L’operazione ha preso spunto dagli elementi acquisiti dagli inquirenti nel corso di un’indagine relativa a sette casi di overdose, tre con esito mortale, avvenuti a Fano e dintorni nell’estate/autunno 2013. Nella circostanza è emersa l’esistenza di una rete di spaccio, gestita per lo più da cittadini tunisini, che aveva acquisito il monopolio dello smercio di eroina nella zona compresa fra Fano e Senigallia, interessando tutto il bacino dei consumatori delle Valli del Metauro e del Cesano. In particolare è stato individuato un 29enne tunisino, clandestino, già noto alle Forze dell’Ordine, rivelatosi essere la figura di vertice dell’attività criminale in argomento.

Lo stesso è risultato aver suddiviso il territorio in zone di spaccio, ognuna affidata a personaggi di fiducia, perlopiù suoi connazionali, molti dei quali spacciatori esperti provenienti dall’Emilia. Inoltre l’uomo risultava gestire il traffico con “pugno di ferro”, tanto da non esitare a ferire gravemente, con un coltello, un suo collaboratore “infedele” o da infierire nei confronti di possibili testimoni, utilizzando sistemi particolarmente cruenti ed intimidatori.

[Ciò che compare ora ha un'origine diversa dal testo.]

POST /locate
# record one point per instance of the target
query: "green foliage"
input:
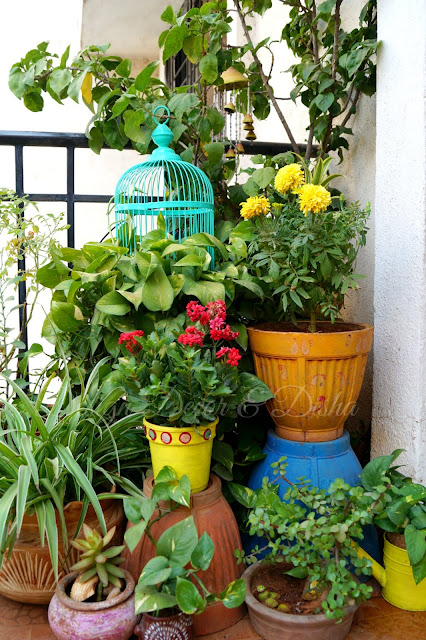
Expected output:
(97, 558)
(53, 456)
(178, 376)
(25, 233)
(405, 509)
(170, 580)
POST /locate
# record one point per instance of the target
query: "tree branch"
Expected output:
(265, 80)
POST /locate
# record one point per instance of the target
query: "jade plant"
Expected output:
(310, 533)
(98, 568)
(186, 374)
(301, 247)
(170, 580)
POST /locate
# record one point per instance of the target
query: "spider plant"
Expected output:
(52, 456)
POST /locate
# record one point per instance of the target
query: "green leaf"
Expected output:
(144, 76)
(209, 68)
(174, 41)
(415, 540)
(203, 553)
(134, 534)
(234, 594)
(188, 597)
(155, 571)
(215, 151)
(263, 177)
(157, 293)
(66, 316)
(178, 542)
(113, 304)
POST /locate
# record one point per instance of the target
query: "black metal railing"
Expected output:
(72, 141)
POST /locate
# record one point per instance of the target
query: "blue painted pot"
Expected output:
(320, 462)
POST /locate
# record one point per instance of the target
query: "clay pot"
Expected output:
(178, 627)
(27, 576)
(316, 377)
(113, 619)
(274, 625)
(212, 514)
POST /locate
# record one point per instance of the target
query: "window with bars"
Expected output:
(180, 71)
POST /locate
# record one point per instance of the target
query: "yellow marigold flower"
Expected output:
(313, 197)
(255, 206)
(289, 178)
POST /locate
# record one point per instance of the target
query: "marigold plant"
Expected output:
(186, 371)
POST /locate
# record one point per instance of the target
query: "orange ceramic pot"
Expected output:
(315, 377)
(27, 576)
(213, 514)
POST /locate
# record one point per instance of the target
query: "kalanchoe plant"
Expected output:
(170, 580)
(98, 566)
(188, 374)
(302, 248)
(310, 531)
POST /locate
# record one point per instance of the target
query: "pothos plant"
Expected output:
(334, 69)
(170, 580)
(301, 247)
(188, 375)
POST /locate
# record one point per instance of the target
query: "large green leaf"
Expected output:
(113, 304)
(157, 293)
(178, 542)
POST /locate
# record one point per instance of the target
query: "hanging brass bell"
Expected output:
(229, 108)
(232, 79)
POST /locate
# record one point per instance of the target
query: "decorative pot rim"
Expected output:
(262, 327)
(259, 608)
(92, 606)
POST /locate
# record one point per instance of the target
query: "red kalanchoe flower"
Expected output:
(129, 339)
(224, 333)
(194, 310)
(233, 355)
(191, 337)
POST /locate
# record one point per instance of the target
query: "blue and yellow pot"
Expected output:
(188, 451)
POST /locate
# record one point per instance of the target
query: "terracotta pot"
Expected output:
(178, 627)
(213, 514)
(274, 625)
(316, 377)
(113, 619)
(27, 576)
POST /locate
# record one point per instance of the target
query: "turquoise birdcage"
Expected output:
(167, 186)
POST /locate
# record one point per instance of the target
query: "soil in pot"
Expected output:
(284, 590)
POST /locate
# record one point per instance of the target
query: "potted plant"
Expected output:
(96, 600)
(304, 248)
(403, 520)
(182, 377)
(170, 588)
(170, 502)
(305, 584)
(57, 465)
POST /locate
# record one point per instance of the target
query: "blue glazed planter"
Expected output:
(320, 462)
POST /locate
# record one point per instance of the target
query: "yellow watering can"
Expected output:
(396, 578)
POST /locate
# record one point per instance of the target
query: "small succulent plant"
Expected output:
(98, 566)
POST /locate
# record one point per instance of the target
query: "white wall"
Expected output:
(399, 411)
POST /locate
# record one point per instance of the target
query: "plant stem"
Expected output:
(265, 80)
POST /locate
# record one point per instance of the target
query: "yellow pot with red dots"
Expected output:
(315, 377)
(188, 451)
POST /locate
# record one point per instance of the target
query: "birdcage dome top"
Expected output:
(163, 181)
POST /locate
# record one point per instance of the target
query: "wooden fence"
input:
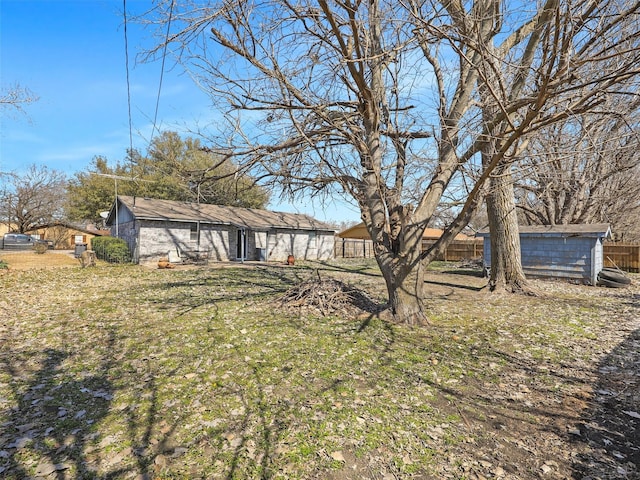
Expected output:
(456, 251)
(625, 256)
(622, 255)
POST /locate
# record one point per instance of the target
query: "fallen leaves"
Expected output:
(127, 372)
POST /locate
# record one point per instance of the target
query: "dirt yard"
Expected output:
(130, 372)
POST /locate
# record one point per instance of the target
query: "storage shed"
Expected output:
(156, 228)
(571, 252)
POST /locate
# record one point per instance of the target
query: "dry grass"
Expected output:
(121, 372)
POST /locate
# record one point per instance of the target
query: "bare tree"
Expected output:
(561, 61)
(15, 97)
(585, 169)
(32, 199)
(396, 105)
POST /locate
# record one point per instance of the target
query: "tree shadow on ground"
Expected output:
(611, 429)
(55, 415)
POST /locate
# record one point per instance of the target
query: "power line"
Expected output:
(126, 56)
(164, 56)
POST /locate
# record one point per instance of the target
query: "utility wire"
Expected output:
(164, 56)
(126, 57)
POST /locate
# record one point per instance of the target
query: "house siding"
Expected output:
(152, 231)
(309, 245)
(161, 239)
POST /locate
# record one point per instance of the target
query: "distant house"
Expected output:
(159, 228)
(65, 236)
(571, 252)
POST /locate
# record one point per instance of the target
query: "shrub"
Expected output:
(41, 248)
(111, 249)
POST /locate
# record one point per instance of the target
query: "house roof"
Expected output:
(577, 230)
(174, 211)
(360, 232)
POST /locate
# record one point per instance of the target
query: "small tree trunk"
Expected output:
(404, 277)
(506, 263)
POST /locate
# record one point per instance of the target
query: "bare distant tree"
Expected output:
(585, 169)
(15, 97)
(396, 104)
(32, 199)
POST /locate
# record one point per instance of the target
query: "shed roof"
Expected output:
(174, 211)
(576, 230)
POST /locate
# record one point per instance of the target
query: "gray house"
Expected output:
(571, 252)
(164, 228)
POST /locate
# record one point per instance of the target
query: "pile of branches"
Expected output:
(327, 297)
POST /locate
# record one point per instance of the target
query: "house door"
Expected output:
(241, 244)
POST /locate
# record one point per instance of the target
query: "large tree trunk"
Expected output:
(506, 262)
(404, 277)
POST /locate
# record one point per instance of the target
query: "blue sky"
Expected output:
(71, 54)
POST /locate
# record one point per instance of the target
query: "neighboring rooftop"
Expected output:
(174, 211)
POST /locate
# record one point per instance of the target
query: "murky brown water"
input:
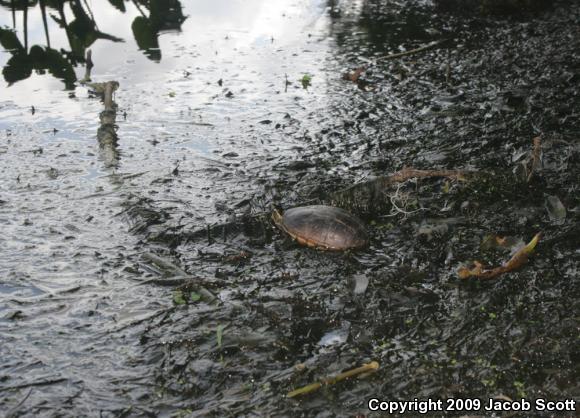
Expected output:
(215, 127)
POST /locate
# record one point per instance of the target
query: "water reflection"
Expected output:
(77, 21)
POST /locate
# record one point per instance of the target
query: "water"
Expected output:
(216, 127)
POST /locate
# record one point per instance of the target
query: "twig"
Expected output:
(413, 51)
(369, 367)
(519, 259)
(33, 384)
(165, 264)
(88, 67)
(12, 411)
(536, 157)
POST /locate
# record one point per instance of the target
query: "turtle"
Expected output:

Il volume d’affari risultava notevole, basti pensare che il 29enne, che aveva stabilito la propria base operativa alla foce del fiume Cesano, al confine fra la provincia di Pesaro e quella di Ancona, secondo l’ipotesi investigativa, è arrivato a introitare anche 6.000 euro al giorno dalla vendita della droga.

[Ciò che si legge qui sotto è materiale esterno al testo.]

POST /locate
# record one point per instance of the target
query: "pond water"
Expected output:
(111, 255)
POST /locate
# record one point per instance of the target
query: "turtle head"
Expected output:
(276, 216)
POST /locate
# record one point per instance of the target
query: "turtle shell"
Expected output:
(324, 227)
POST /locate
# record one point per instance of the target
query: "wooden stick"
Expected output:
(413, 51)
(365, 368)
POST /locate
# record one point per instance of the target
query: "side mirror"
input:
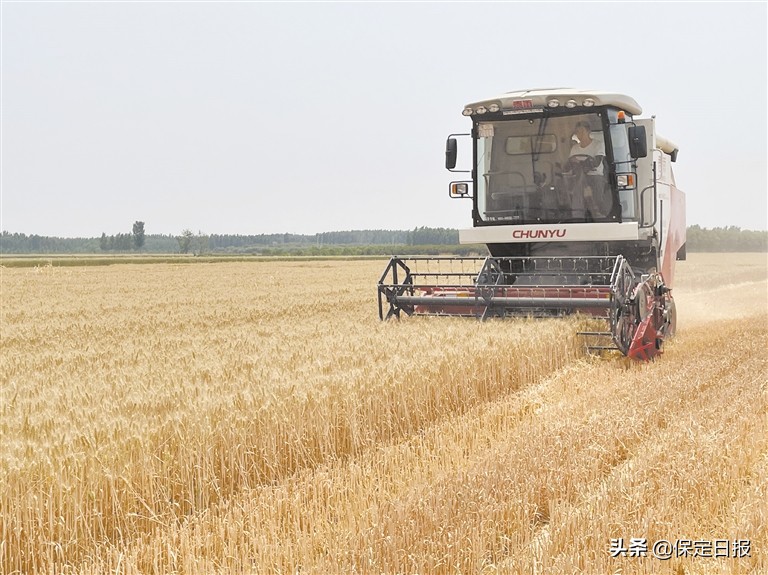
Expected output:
(451, 150)
(638, 146)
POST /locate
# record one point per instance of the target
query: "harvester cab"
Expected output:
(576, 201)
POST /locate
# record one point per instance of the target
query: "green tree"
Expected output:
(138, 235)
(185, 241)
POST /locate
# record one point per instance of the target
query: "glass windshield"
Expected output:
(543, 170)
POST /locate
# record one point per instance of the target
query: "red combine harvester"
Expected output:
(576, 201)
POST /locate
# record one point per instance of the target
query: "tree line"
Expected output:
(352, 242)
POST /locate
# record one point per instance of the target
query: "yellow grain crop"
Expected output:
(257, 417)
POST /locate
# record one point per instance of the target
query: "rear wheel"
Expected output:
(670, 316)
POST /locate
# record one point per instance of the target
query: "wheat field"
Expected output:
(257, 417)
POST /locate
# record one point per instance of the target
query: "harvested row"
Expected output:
(538, 481)
(137, 400)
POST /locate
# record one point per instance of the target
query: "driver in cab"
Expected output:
(586, 157)
(587, 152)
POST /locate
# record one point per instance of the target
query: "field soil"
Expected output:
(257, 417)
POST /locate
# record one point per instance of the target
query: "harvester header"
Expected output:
(576, 202)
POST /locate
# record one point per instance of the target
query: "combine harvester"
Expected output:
(576, 201)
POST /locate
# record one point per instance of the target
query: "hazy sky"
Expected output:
(239, 117)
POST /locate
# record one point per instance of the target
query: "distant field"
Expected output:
(257, 417)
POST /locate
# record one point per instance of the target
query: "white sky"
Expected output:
(307, 117)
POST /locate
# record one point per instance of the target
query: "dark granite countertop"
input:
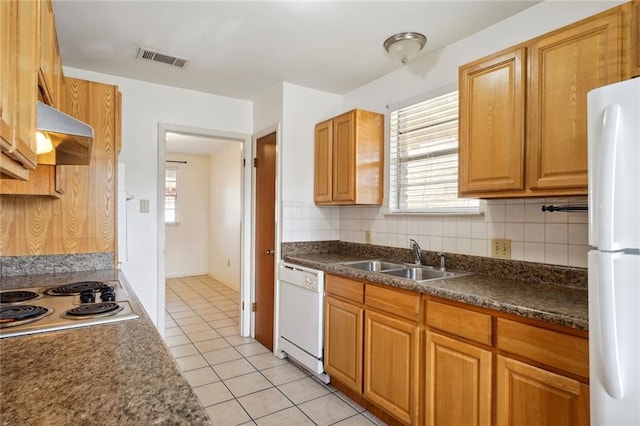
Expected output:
(110, 374)
(563, 305)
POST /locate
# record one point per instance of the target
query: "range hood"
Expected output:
(62, 139)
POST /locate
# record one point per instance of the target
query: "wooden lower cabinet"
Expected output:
(457, 382)
(528, 395)
(343, 342)
(391, 365)
(423, 360)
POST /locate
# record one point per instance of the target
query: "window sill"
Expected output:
(432, 214)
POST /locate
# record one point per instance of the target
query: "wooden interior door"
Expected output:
(265, 238)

L’indagine si è sviluppato attraverso complessi servizi di osservazione, di pedinamento ed attività tecnica di vario tipo, che hanno consentito di ricostruire tutta la filiera e di raccogliere consistenti indizi a carico di ulteriori cinque soggetti, tre tunisini, un 38enne italiano, originario della Provincia di Bari ma di fatto dimorante nella zona di Fano e di un cittadino marocchino, tutti collaboratori a vario titolo della figura al vertice del traffico.

Tutte e sei le figure in questione sono state tratte in arresto per illeciti in materia di traffico di sostanze stupefacenti e per reati contro la persona e il patrimonio. Nello stesso contesto è stato recuperato e sequestrato circa mezzo chilo di droga e identificati oltre 200 assuntori di eroina.